Two hundred seventy-two responders in 23 countries used the following techniques clinically (mean values in %): DWI (82.0%, n = 223), DSC (67.3%, n = 183), MRS (64.3%, n = 175), DCE (43.4%, n = 118), BOLD-fMRI (42.6%, n = 116), ASL (37.5%, n = 102), fat quantification (25.0%, n = 68), T2 mapping (16.9%, n = 46), T1 mapping (15.1%, n = 41), PET-MRI (11.8%, n = 32), IVIM (5.5%, n = 15), APT-CEST (4.8%, n = 13), and DKI (3.3%, n = 9). The most frequent usage indications for any qMRI technique were tissue differentiation (82.4%, n = 224) and oncological monitoring (72.8%, n = 198). Usage differed between countries, e.g. ASL: Germany (n = 13/63; 20.6%) vs. France (n = 31/40; 77.5%). Neuroradiologists endorsed the use of qMRI because of an improved diagnostic accuracy (89.3%, n = 243), but 50.0% (n = 136) are in need of better technology, 34.9% (n = 95) wish for more communication, and 31.3% need help with result interpretation/generation (n = 85).
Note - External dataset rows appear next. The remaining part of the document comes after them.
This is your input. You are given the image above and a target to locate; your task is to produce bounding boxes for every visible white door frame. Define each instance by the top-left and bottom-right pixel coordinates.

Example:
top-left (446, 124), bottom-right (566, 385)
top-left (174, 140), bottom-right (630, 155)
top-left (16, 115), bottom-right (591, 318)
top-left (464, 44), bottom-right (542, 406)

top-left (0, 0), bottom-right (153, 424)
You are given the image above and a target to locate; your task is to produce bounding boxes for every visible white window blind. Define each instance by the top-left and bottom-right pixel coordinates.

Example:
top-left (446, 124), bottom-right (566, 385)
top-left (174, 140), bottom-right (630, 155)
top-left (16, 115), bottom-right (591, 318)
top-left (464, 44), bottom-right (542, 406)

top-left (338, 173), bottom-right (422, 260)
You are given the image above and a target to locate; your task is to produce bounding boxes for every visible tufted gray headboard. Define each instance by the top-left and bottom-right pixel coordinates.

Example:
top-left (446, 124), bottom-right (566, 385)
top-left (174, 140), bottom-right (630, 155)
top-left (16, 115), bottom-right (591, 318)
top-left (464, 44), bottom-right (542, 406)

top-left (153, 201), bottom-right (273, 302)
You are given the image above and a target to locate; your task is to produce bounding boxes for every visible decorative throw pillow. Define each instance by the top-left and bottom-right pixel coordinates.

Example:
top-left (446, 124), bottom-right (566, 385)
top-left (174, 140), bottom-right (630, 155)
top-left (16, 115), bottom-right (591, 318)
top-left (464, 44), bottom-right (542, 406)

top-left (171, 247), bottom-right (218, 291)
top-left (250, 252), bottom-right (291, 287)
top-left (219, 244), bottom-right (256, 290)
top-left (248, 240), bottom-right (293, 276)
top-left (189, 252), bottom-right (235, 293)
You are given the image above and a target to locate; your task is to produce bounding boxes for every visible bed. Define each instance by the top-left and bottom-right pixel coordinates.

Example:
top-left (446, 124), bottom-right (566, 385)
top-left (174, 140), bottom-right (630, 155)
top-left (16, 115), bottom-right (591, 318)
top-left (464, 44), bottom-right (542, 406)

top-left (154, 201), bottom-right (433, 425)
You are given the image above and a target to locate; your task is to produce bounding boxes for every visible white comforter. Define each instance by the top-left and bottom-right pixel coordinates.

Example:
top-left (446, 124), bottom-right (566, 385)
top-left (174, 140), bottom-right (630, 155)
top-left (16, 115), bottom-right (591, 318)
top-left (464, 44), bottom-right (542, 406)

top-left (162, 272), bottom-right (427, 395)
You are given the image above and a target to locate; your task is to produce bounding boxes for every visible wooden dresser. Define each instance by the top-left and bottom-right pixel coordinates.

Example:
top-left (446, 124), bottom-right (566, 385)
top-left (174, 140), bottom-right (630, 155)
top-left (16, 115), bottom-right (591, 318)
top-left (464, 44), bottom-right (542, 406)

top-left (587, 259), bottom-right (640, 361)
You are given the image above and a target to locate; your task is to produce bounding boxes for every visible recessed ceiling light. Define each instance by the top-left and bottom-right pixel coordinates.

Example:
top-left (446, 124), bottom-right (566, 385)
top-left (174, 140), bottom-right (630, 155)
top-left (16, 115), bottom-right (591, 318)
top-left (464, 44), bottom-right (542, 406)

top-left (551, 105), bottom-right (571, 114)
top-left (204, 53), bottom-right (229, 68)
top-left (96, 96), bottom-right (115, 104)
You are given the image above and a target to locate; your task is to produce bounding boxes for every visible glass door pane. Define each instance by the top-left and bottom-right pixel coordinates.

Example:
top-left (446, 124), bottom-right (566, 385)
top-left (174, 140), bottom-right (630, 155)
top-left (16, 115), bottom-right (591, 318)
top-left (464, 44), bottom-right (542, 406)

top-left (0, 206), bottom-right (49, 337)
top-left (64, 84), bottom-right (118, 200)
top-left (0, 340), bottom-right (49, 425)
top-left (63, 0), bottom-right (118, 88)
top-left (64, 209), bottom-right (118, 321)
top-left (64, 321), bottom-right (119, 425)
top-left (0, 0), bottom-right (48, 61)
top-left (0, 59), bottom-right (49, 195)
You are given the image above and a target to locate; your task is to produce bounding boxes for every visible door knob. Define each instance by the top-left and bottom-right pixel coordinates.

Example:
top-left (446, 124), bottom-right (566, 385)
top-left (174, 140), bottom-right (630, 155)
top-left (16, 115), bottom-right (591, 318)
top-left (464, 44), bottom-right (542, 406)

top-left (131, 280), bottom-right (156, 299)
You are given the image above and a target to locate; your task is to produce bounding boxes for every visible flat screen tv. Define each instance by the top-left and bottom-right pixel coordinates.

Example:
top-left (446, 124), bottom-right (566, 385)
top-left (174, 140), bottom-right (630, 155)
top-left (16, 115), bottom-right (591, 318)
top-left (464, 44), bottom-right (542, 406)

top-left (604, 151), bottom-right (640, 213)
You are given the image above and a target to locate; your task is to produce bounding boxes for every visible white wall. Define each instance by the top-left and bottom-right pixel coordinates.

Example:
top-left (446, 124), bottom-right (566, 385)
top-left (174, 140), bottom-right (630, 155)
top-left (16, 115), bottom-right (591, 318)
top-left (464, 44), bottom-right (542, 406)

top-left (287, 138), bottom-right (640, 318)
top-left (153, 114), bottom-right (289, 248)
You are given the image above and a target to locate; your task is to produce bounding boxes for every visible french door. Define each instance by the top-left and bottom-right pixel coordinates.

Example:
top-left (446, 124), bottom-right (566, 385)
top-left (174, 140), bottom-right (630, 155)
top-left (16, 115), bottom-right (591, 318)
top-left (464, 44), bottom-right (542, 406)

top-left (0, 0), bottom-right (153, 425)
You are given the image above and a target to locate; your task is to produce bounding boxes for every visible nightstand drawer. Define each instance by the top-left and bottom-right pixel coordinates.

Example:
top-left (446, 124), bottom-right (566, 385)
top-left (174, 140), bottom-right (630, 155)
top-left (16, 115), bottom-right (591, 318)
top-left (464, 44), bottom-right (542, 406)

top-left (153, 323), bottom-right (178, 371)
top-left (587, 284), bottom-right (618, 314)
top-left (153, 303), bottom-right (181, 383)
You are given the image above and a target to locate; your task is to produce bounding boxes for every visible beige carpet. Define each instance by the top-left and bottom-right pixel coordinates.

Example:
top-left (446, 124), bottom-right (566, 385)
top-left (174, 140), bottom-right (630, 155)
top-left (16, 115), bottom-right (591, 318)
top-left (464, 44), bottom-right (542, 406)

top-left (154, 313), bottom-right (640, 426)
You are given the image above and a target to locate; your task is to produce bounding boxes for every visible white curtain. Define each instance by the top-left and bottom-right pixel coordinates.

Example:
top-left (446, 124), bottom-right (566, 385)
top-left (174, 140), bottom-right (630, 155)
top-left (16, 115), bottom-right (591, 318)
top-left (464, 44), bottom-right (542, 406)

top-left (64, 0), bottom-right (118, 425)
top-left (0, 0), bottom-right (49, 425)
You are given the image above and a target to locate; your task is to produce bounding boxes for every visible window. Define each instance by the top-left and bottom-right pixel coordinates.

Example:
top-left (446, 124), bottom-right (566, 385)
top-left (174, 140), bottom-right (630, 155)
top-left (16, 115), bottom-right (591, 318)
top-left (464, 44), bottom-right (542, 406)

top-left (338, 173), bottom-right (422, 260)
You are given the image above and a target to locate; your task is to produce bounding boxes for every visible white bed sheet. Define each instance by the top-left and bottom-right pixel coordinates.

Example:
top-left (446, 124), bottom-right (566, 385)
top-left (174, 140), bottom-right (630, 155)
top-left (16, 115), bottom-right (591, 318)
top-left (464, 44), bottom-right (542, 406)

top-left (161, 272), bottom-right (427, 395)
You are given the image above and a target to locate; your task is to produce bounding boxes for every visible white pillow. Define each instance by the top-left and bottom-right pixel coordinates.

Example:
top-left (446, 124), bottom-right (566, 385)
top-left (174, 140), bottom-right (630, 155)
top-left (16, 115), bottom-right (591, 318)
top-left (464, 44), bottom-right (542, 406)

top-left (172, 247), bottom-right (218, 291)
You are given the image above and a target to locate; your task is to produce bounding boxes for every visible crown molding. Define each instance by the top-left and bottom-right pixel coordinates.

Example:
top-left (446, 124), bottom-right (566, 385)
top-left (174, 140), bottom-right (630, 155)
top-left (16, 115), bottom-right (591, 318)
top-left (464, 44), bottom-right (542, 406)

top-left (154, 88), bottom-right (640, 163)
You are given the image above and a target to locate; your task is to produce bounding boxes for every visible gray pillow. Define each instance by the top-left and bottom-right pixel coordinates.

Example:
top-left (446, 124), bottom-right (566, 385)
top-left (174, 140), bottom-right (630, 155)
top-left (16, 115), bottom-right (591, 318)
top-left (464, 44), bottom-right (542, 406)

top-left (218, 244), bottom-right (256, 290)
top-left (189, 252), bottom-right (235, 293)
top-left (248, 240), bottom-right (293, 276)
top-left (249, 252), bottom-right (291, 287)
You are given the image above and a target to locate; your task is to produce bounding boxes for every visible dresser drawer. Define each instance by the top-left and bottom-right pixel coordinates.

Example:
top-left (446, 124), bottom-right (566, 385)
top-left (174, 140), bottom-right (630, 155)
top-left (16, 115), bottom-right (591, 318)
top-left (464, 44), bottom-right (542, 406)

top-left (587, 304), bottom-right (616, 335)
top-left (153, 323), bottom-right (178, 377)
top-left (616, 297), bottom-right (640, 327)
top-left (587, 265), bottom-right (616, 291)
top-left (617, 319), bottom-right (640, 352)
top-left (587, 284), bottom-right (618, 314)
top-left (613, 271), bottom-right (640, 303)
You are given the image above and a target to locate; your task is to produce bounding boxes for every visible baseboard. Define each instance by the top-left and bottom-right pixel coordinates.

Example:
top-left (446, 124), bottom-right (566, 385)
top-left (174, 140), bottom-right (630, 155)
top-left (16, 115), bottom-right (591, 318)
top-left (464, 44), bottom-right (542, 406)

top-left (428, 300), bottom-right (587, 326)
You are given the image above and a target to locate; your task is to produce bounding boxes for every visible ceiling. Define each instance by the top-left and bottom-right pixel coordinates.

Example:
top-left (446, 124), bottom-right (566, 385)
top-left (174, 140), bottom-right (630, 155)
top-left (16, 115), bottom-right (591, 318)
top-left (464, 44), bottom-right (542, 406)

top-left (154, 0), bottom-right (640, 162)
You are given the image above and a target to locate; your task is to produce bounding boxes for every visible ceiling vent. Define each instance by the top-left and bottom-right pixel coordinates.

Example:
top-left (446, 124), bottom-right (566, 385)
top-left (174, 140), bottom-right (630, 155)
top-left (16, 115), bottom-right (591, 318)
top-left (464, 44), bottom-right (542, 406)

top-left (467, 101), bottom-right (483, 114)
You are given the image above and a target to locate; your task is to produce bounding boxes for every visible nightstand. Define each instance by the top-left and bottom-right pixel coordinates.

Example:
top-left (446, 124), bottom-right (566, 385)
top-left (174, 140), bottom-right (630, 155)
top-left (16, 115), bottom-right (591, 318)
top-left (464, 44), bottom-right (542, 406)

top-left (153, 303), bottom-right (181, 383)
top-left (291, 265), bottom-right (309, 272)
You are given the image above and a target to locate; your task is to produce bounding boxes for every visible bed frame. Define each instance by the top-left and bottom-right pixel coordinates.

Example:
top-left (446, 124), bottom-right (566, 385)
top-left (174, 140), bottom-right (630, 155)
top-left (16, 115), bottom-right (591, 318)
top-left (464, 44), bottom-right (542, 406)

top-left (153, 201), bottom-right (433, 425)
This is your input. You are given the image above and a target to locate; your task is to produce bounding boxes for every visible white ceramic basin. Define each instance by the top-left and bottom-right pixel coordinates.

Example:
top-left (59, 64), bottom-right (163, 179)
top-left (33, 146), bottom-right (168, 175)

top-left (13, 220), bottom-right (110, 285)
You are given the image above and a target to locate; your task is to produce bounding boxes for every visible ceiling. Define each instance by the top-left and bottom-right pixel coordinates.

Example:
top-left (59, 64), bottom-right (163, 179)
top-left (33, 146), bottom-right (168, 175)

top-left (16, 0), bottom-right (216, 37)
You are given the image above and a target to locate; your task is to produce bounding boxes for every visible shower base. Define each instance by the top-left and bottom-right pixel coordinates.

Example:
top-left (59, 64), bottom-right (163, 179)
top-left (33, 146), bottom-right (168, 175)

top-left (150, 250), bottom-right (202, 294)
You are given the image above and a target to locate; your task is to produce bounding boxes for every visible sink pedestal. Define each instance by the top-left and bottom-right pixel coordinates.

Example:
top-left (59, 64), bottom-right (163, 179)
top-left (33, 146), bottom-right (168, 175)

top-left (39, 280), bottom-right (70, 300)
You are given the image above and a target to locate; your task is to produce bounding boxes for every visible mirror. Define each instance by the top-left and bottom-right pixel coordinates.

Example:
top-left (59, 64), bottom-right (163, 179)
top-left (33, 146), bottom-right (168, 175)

QIBA and EIBALL were not well known (12.5%, n = 34, and 11.0%, n = 30).
The clinical implementation of qMRI methods is highly variable. Beyond the aspect of readiness for clinical use, better availability of support and a wider dissemination of guidelines could catalyse a broader implementation.
• Neuroradiologists endorse the use of qMRI techniques as they subjectively improve diagnostic accuracy. • Clinical implementation is highly variable between countries, techniques, and indications. • The use of advanced imaging could be promoted through an increase in technical support and training of both doctors and technicians.
定量磁共振成像(qMRI)方法提供了多种神经影像学应用,是研究的热点。然而,其临床应用的程度却鲜为人知。本调查旨在阐明 qMRI 技术目前在欧洲的哪些领域以及如何得到应用。
共向来自 27 个国家的 4753 名神经放射科医生发送了在线问卷。评估了他们的人口统计学和专业数据、在脑和头颈部使用 qMRI 技术的经验、使用情况、应用的原因/反对意见,以及对 QIBA 和 EIBALL 倡议的了解。
来自 23 个国家的 272 名应答者在临床上使用了以下技术(平均值,%):DWI(82.0%,n=223)、DSC(67.3%,n=183)、MRS(64.3%,n=175)、DCE(43.4%,n=118)、BOLD-fMRI(42.6%,n=116)、ASL(37.5%,n=102)、脂肪定量(25.0%,n=68)、T2 映射(16.9%,n=46)、T1 映射(15.1%,n=41)、PET-MRI(11.8%,n=32)、IVIM(5.5%,n=15)、APT-CEST(4.8%,n=13)和 DKI(3.3%,n=9)。任何 qMRI 技术最常见的使用指征是组织分化(82.4%,n=224)和肿瘤监测(72.8%,n=198)。不同国家的使用情况存在差异,例如 ASL:德国(n=13/63;20.6%)与法国(n=31/40;77.5%)。神经放射科医生赞成使用 qMRI,因为它可以提高诊断准确性(89.3%,n=243),但 50.0%(n=136)需要更好的技术,34.9%(n=95)希望有更多的交流,31.3%需要帮助解读/生成结果(n=85)。QIBA 和 EIBALL 的知名度不高(分别为 12.5%,n=34 和 11.0%,n=30)。
qMRI 方法的临床应用具有很大的差异。除了临床应用的准备情况外,更好的技术支持可用性和更广泛的指南传播可以促进更广泛的应用。
神经放射科医生赞成使用 qMRI 技术,因为它们可以主观地提高诊断准确性。
各国、各技术和各适应证之间的临床应用存在很大差异。
通过增加医生和技术人员的技术支持和培训,可以促进高级成像的应用。